Program music, music written to a pre-existing storyline, was at the centre of the battle with absolute music, music written for the sake of music. Nonetheless, program music is something that, for many people, gives them a way to negotiate through an auditory experience.
Alexander Borodin (1833–1887) created his ‘musical picture’ In the Steppes of Central Asia in 1880. It was intended as part of a series of episodes in Russian history to mark the silver jubilee of Tsar Alexander II. Other musical works written for the celebration include Tchaikovsky’s 1812 Overture. Mussorgsky’s The Capture of Kars, commemorating a military victory in 1855, the year the Tsar took the throne, might also have been for the jubilee. These works were all intended as the music for a series of tableaux vivants on ‘The Genius of Russia and History’. The project never came to fruition, but the music remains.

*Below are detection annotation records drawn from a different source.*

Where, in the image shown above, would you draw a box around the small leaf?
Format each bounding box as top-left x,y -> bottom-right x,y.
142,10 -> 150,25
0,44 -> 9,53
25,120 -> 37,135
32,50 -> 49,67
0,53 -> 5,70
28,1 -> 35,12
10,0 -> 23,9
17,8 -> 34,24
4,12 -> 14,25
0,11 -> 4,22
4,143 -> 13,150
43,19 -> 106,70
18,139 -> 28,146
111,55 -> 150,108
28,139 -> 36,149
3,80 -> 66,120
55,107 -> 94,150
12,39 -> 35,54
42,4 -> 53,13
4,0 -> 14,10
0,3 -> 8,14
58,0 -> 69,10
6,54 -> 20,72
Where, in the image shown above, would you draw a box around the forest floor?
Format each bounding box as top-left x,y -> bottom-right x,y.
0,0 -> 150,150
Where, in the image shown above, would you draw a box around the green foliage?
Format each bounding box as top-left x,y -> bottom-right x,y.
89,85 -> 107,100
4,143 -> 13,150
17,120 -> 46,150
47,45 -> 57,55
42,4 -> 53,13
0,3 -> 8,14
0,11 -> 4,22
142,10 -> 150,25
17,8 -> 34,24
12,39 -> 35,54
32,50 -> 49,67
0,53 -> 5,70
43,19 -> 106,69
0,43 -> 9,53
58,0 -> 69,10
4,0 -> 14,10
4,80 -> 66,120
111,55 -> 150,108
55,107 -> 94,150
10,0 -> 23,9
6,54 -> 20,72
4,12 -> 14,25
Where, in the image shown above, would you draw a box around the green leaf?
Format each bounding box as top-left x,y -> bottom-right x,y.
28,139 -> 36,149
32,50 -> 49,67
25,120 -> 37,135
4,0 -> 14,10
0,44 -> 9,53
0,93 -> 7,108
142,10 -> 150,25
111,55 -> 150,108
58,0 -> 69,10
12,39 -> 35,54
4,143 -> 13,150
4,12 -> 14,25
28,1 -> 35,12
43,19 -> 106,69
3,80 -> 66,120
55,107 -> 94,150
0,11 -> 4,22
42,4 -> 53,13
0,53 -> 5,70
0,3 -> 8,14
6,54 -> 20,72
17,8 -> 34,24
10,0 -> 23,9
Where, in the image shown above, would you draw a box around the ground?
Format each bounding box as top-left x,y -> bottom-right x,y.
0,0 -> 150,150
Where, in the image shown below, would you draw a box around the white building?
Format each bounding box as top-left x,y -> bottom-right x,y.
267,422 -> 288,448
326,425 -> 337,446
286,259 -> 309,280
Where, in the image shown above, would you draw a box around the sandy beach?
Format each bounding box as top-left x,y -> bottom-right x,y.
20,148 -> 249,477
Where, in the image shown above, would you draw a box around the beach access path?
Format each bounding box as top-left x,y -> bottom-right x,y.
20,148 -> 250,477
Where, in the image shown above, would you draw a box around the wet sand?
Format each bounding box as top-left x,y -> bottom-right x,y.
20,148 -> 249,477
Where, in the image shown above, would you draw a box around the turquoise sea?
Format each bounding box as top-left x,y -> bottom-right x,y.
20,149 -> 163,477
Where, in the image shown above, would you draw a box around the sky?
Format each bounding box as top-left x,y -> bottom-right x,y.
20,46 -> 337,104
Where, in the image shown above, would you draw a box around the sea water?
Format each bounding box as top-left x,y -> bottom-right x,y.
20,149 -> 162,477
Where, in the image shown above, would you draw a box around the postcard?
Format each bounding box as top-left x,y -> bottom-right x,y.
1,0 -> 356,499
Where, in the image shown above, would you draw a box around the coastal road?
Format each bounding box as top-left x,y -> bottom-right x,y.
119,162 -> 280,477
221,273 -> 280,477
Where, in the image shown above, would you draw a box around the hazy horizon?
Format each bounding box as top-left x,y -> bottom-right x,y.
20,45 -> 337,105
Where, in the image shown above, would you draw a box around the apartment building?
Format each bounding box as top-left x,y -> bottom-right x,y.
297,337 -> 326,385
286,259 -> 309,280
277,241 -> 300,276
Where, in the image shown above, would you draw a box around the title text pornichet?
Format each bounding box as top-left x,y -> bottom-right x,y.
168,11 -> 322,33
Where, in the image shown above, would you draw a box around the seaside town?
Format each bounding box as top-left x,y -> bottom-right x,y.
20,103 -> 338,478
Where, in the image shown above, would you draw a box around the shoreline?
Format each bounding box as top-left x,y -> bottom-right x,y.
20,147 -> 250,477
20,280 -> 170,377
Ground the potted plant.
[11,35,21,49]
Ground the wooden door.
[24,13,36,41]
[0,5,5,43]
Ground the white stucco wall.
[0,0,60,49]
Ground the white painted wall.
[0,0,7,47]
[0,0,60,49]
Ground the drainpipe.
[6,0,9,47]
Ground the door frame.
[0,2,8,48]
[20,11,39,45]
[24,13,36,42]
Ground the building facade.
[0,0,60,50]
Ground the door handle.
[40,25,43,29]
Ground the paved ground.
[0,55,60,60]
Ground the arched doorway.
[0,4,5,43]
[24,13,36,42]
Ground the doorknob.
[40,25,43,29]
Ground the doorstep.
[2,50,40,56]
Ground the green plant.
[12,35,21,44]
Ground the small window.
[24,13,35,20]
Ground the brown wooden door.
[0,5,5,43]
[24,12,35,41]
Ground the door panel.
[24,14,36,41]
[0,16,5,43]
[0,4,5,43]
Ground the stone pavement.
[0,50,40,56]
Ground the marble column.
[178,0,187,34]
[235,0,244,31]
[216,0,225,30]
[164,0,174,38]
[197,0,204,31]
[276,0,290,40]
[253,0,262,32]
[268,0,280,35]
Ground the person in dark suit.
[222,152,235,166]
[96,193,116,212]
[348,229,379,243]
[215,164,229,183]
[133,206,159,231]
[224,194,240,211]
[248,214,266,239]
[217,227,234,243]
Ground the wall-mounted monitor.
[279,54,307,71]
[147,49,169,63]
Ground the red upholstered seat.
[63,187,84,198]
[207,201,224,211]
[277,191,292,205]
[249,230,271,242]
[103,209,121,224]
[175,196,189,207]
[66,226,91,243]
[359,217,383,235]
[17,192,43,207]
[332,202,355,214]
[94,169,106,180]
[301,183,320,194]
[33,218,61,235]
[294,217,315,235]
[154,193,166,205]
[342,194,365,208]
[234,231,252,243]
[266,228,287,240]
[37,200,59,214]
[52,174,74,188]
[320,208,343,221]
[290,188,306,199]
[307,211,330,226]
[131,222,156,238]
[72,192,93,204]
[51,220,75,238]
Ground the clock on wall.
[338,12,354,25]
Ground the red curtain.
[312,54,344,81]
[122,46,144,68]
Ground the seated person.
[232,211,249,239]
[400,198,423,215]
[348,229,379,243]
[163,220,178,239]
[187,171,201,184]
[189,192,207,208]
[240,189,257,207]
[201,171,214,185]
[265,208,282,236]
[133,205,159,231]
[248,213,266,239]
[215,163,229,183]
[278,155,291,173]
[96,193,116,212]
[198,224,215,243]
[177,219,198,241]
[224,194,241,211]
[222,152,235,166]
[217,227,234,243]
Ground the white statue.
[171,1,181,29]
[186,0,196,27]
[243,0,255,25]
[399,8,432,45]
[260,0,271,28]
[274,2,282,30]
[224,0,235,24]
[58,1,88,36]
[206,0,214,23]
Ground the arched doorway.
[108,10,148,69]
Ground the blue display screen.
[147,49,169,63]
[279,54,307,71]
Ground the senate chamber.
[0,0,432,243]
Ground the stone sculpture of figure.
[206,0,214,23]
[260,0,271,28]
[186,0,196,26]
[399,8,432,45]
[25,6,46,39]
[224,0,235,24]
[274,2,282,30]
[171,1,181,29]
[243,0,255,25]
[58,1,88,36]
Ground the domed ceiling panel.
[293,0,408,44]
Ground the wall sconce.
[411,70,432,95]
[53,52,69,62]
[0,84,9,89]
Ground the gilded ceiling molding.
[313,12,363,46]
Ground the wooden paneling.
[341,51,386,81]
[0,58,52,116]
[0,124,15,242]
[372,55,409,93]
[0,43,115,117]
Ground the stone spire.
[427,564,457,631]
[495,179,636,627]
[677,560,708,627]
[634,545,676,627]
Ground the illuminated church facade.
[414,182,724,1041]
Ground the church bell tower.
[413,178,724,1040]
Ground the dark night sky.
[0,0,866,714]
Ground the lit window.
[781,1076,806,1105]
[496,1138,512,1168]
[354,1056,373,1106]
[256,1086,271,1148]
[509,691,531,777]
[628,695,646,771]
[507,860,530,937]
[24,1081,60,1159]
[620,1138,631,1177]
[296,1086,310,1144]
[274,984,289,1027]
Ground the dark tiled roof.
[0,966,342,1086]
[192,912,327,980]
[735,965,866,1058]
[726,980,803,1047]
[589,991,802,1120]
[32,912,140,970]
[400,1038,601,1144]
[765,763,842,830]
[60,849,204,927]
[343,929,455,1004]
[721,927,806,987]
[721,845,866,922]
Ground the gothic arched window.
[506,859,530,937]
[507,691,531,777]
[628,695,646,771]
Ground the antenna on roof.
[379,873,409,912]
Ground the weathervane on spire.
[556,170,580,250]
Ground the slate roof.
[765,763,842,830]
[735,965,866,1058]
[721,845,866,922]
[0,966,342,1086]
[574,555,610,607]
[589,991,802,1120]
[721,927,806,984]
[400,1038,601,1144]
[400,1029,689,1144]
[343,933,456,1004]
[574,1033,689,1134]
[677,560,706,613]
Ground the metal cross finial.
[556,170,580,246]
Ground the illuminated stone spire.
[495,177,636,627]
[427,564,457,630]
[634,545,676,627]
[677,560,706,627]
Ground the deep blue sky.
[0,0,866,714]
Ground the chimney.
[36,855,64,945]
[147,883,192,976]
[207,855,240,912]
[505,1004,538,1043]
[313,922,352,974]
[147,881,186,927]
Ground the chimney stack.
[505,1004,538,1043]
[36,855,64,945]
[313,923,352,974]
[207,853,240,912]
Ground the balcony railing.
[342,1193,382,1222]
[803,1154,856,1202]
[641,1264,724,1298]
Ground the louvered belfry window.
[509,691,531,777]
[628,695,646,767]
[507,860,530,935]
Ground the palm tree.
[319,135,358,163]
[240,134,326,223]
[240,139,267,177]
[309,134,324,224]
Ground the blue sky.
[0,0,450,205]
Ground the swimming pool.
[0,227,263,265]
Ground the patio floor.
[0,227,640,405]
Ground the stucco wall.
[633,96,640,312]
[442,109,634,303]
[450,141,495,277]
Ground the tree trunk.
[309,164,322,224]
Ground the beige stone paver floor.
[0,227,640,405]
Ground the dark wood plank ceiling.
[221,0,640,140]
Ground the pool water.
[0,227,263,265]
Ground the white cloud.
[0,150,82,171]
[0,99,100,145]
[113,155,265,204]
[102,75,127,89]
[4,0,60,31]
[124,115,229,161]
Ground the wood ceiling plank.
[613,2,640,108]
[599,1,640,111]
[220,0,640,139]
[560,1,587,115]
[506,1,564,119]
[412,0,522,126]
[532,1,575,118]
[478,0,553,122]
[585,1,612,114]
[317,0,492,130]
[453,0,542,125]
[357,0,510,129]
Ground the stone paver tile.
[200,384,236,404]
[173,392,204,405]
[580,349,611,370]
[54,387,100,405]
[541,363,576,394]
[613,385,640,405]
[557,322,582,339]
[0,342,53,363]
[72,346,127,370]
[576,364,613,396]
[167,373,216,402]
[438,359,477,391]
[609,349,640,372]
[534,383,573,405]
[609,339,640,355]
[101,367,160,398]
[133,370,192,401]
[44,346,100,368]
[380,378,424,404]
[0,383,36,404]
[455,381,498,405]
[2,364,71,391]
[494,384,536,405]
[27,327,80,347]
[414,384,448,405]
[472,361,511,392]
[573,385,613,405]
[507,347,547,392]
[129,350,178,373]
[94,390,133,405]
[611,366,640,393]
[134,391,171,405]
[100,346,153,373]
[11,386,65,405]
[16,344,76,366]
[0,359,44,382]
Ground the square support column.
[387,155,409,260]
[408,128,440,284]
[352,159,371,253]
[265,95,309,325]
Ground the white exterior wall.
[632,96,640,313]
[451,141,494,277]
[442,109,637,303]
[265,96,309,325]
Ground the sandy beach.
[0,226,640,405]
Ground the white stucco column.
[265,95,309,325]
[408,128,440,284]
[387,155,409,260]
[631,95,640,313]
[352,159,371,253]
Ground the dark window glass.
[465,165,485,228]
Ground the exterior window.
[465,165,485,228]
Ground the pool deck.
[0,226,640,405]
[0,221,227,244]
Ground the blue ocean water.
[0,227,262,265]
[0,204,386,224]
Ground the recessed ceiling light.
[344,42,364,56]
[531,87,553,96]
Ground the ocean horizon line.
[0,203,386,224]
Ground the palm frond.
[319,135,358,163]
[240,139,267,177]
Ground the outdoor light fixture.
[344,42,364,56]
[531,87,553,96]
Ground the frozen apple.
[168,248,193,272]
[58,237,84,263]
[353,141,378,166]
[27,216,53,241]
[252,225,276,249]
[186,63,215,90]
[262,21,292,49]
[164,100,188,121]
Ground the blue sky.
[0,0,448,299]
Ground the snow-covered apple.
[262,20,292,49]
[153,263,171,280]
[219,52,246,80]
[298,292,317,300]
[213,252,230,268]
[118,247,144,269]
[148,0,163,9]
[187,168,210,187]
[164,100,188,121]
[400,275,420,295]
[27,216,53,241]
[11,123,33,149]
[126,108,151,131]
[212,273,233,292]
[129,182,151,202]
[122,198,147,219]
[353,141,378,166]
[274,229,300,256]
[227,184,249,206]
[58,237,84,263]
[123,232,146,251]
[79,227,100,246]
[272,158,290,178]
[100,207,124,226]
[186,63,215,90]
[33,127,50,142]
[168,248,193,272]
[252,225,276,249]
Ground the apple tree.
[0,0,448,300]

Borodin’s description of the work marks the meeting of the East, a camel caravan, and the West, which is guarded by Russian troops. ‘The silence of the sandy steppes of Central Asia is interrupted by the first sounds of a peaceful Russian song. Then the melancholy refrain of an Oriental song is heard, and with it the tramp of horses and camels. A caravan escorted by Russian soldiers is crossing the immense desert, fearlessly continuing its long journey under the protection of the Russian troops. The caravan proceeds on its way. The songs of the Russians and those of the Asiatics gradually blend together in the same harmony; their refrains are heard for some time and finally die away in the distance.’
The high harmonics of the violins set the scene: an empty desert, but not silent. The two melodies are given to two distinctive instrumental groups: clarinet, then the horn for the Russian melody, and the plaintive sound of the cor anglais for the eastern melody. The lower strings keep up a rhythmic pizzicato playing, the double bass on the beat and then viola and cello off the beat to convey the onward motion of the caravan. We, the listeners, are stopped, watching this grand procession pass.
This 1937 recording was made under the direction of Philippe Gaubert, leading the Orchestra de la Société des Concerts du Conservatoire. The orchestra was formed in 1828 and was made up of professors from the Paris Conservatoire and their pupils. It ceased to be in 1967, replaced by the Orchestre de Paris. Philippe Gaubert (1879–1941) was the orchestra’s chief conductor from 1919 through 1938. Gaubert started his work at the Paris Conservatoire on the flute, entering at age 13. Following a career as a flautist at the Paris Opéra, he was given a triple appointment that placed him at the heart of French musical culture: he was appointed professor of flute at the Conservatoire, he was appointed principal conductor of the Paris Opéra, and was appointed principal conductor of the Orchestra de la Société des Concerts du Conservatoire.